Iraqi Oil Production Reaches Post Invasion High

Stuart Staniford at Early Warning has an update on Iraqi oil production - Iraqi Oil Production Reaches Post-Invasion High.
Well, its an exciting time to be blogging about "Risks to Global Civilization", what with Arab populations revolting against their dictators, nuclear power plants blowing up and spewing radioactivity, and now western militaries about to start bombing Libya any moment. I hardly know which way to turn.

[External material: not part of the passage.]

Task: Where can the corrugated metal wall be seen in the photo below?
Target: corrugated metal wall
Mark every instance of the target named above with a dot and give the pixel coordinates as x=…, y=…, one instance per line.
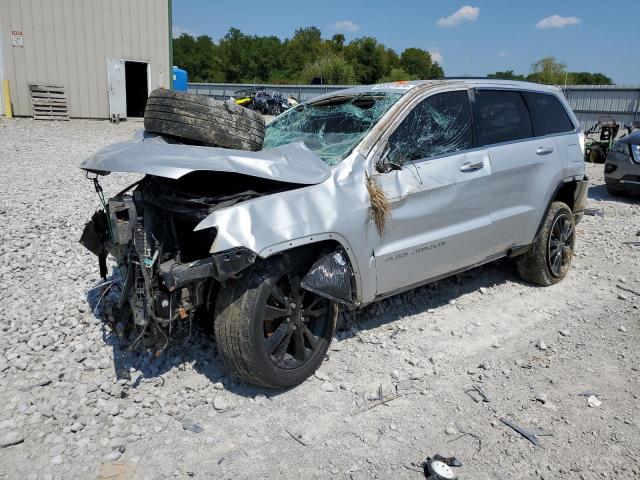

However, its important not to lose track of the slower burning but equally important stories that affect the evolution of our global civilization. One of these is Iraqi oil production. Iraq is a country with enormous oil reserves that were rather under-exploited by regional standards due to the constant stream of wars and revolutions that have plagued the country for decades. The graph above shows the last decade and a bit of oil production - you can see the declining production in the early aughties (due to UN sanctions on Saddam Husseins regime), followed by the precipitous decline when the US invaded the country in 2003. After that, production rebounded to a low level, improved a bit with the increasing stability in the country associated with the Petraeus surge, but then plateaued at or below 2.5mbd.

Then in 2009, then oil minister Hussein al-Shahristani presided over an extremely ambitious plan to auction off contracts to manage Iraqs oil fields to the big international oil companies. All those contracts together sum to a total Iraqi production of around 12mbd, and they call for the operators to reach those plateaus in only seven years. This is enough oil, and soon enough, that it would have a fair chance of materially postponing the global peak of oil production, and thus reducing the pressure on the world to transform into new, yet unclear, political and economic configurations.

Almost no-one believed that large an increase in oil production would happen that fast, but skepticism ranged from those who thought the country would collapse back into civil war and produce less oil, rather than more, to those who thought that Iraq would eventually produce a great deal more oil, but that perhaps logistical bottlenecks would prevent it happening as fast as Dr al-Shahristani had contracted for, and perhaps the eventual plateau would be lower.

In any case, through most of 2010, Iraqi production languished at levels slightly below those achieved in 2009. Various stories came out as to this or that subcontract or drilling campaign, but it was too soon for it to translate into actual production. However, in December of 2010 (or January of 2011, depending on which data source you want to believe), we finally have an uptick of production that has taken it clearly above the post-surge plateau.

Whether this is the beginning of a long slow uneven ramp-up as the al-Shahristani plan begins to take effect, or whether continued instability will engulf the country, I leave the reader to decide. My guess is the former, but I acknowledge that huge uncertainty remains, so that reasonable people could differ.